Saturday, March 09, 2013

EDITORIAL >> More Medicaid hospital lifeline

Hospitals in small towns and rural communities have struggled for decades as they cared for indigent patients who are uninsured and cannot pay their medical bills. North Metro Medical Center in Jacksonville, for example, has written off millions of dollars in indigent care over the years without hope of recovering any of that money.

Jodi Love, the chief executive officer at North Metro, says in a front-page story today that the latest Medicaid plan for Arkansas would help some 200,000 uninsured poor through the health-insurance exchange by paying for most of their hospital expenses.

As much as $100 million in additional Medicaid funds would make their way to Arkansas with no cost to the state for three years. After that, Arkansas would have to match 10 percent of Medicaid, which is still a good deal for a poor state like ours.

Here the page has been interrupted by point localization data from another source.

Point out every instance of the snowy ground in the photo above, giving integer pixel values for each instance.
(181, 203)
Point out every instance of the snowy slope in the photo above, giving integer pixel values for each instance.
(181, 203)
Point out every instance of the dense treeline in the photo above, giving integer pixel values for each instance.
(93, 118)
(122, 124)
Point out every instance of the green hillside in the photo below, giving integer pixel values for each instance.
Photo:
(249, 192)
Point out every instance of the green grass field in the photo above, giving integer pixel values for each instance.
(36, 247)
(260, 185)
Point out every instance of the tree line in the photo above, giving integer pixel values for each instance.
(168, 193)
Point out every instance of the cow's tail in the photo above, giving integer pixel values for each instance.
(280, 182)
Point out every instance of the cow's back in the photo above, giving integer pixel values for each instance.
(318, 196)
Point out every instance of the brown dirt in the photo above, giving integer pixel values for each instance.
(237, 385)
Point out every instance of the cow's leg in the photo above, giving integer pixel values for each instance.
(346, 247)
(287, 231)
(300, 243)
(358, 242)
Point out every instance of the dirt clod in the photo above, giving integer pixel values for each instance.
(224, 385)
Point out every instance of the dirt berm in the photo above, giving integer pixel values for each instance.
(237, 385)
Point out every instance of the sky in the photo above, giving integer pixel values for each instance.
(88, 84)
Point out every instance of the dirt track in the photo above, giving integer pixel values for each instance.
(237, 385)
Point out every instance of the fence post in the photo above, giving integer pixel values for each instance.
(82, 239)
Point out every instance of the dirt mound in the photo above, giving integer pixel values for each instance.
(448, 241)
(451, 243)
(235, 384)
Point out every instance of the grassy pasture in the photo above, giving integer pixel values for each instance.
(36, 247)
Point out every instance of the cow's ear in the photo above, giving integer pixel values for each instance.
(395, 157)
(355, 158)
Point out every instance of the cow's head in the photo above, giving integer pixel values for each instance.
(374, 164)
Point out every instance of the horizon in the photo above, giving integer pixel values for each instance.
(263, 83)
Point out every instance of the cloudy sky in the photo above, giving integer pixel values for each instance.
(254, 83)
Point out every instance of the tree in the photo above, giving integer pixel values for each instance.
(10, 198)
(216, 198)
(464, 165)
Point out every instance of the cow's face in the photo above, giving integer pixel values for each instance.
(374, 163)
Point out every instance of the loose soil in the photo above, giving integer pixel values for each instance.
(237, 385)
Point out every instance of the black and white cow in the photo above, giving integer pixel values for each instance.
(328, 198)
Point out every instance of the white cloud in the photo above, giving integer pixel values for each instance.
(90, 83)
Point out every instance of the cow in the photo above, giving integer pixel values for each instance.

With more Medicaid, the number of expensive visits to the emergency room would drop as patients get admitted to North Metro with the additional funds available to hospitals and doctors. The poor, who are now uninsured, could see a physician before an emergency occurs.

North Metro is also getting squeezed with lower reimbursements from insurance companies and Medicaid and Medicare. North Metro, like most hospitals, gets a flat $850 per day reimbursement for Medicaid patients, regardless how much service they receive. What’s more, the recession has cost the hospital millions of dollars in lost revenues for elective surgeries that people have put off until the economy improves.

Regardless of the challenges facing North Metro and other small hospitals, pumping hundreds of millions of dollars into health care through Medicaid can only help solidify North Metro’s bottom line in these difficult times.